Senator Grassley. (photo from Grassley Twitter feed)

Senator Chuck Grassley is putting some caveats on the promise that a Republican majority in congress will be able to repeal the plan to hire 87,000 IRS agents.

Last weekend, Grassley said those IRS agents “probably” won’t be hired if Republicans hold a majority of seats in the U.S. Senate and House after this year’s election.  During a town hall forum in Bedford this week, Grassley said it would be a :long process: and Senate debate rules could prevent the G-O-P from taking action.

“When that bill would come to the senate, we’d have to have 60 votes to get it done,” Grassley said, “and there’d have to be some bipartisanship.”

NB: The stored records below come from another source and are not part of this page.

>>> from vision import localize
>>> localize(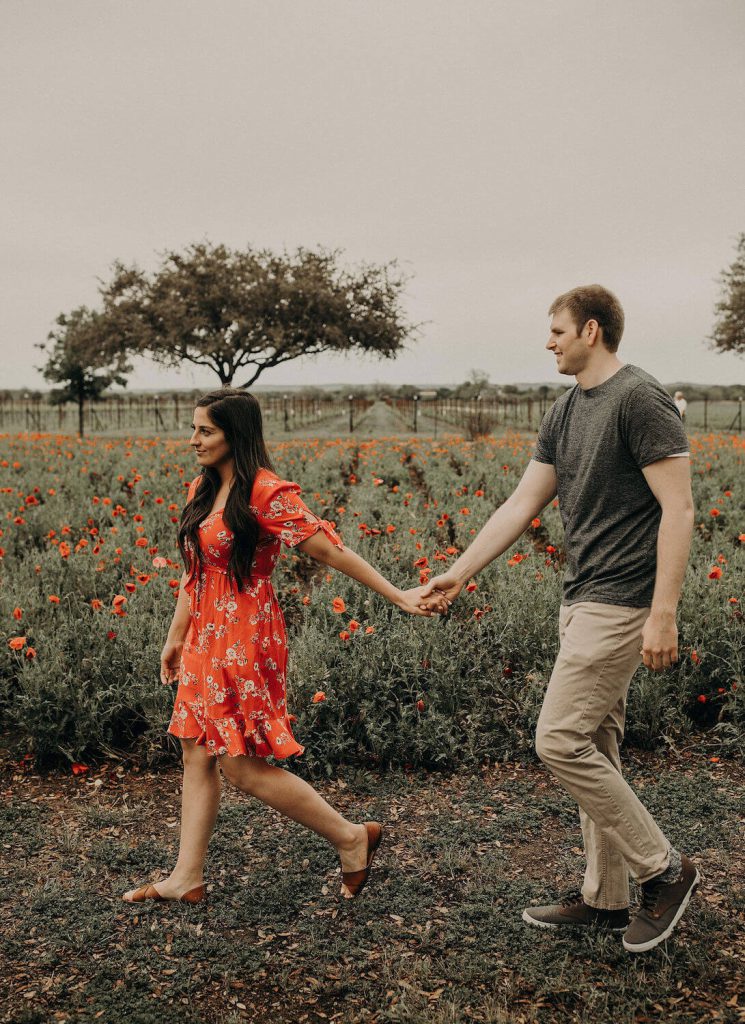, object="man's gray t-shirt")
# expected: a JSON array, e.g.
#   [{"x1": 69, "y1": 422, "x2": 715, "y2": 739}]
[{"x1": 533, "y1": 365, "x2": 688, "y2": 608}]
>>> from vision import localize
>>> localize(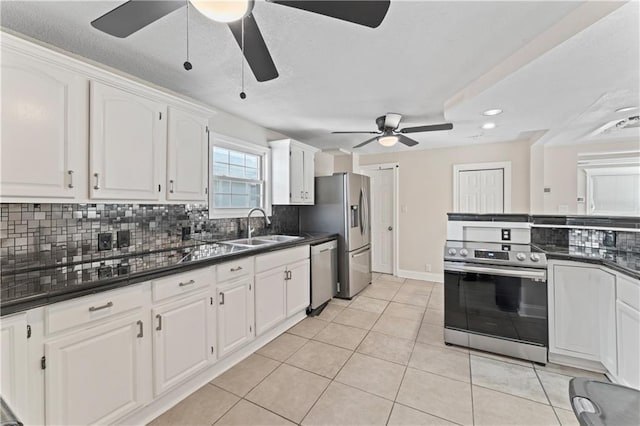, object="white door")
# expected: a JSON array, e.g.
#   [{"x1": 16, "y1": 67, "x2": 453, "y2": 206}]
[
  {"x1": 616, "y1": 300, "x2": 640, "y2": 389},
  {"x1": 458, "y1": 169, "x2": 504, "y2": 213},
  {"x1": 365, "y1": 169, "x2": 395, "y2": 274},
  {"x1": 286, "y1": 259, "x2": 311, "y2": 317},
  {"x1": 166, "y1": 108, "x2": 208, "y2": 202},
  {"x1": 89, "y1": 82, "x2": 167, "y2": 200},
  {"x1": 152, "y1": 293, "x2": 215, "y2": 396},
  {"x1": 0, "y1": 50, "x2": 88, "y2": 198},
  {"x1": 218, "y1": 278, "x2": 253, "y2": 357},
  {"x1": 255, "y1": 267, "x2": 286, "y2": 336},
  {"x1": 44, "y1": 316, "x2": 151, "y2": 425}
]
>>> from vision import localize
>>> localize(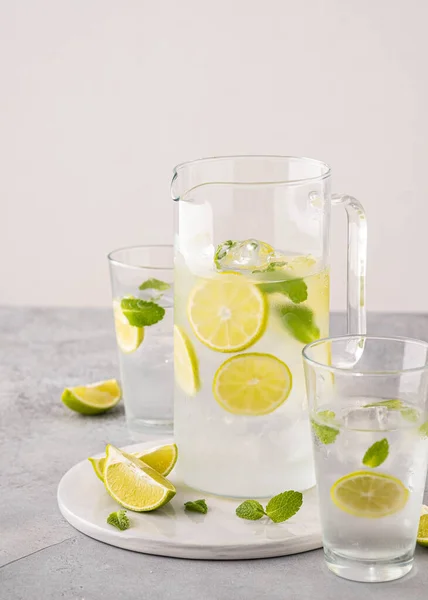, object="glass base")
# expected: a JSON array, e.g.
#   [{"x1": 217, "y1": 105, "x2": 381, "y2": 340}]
[
  {"x1": 126, "y1": 419, "x2": 174, "y2": 442},
  {"x1": 324, "y1": 548, "x2": 413, "y2": 583}
]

If that 60 vote threshold is cleared and the bill passes, it would be up to President Biden to decide whether it becomes law. And it was the Biden Administration that proposed spending to modernize the IRS computer system and hire new agents to replace retiring staff over the next decade.

“If the president vetoed it, you know what the Constitution says. You’d have to have a two-thirds vote to override the veto,” Grassley told the crowd in Bedford.

That’s a rarity. Congress has voted to override just six presidential vetoes in the past 21 years. In 1996, Grassley was appointed as one of 17 members on the National Commission on Restructuring the IRS.

“We were hearing from the small business, the harassment that small business was getting from the IRS then and basically we made some changes,” Grassley told reporters after the forum in Bedford. “One of the things is, because of their activities in the ’90s, they got their budget cut by congress or they didn’t get big increases.”

Grassley helped write a 1998 law that reorganized divisions within the agency and limited some auditing techniques.

“We thought we had the IRS shut down,” Grassley said Sunday, “but not forever because you get these big government people coming to town and they want the government to take care of everything.”

Grassley was cheered by the crowd at Congresswoman Ashley Hinson’s fundraiser Sunday afternoon when he said a GOP congress probably would vote to repeal the IRS hiring plan.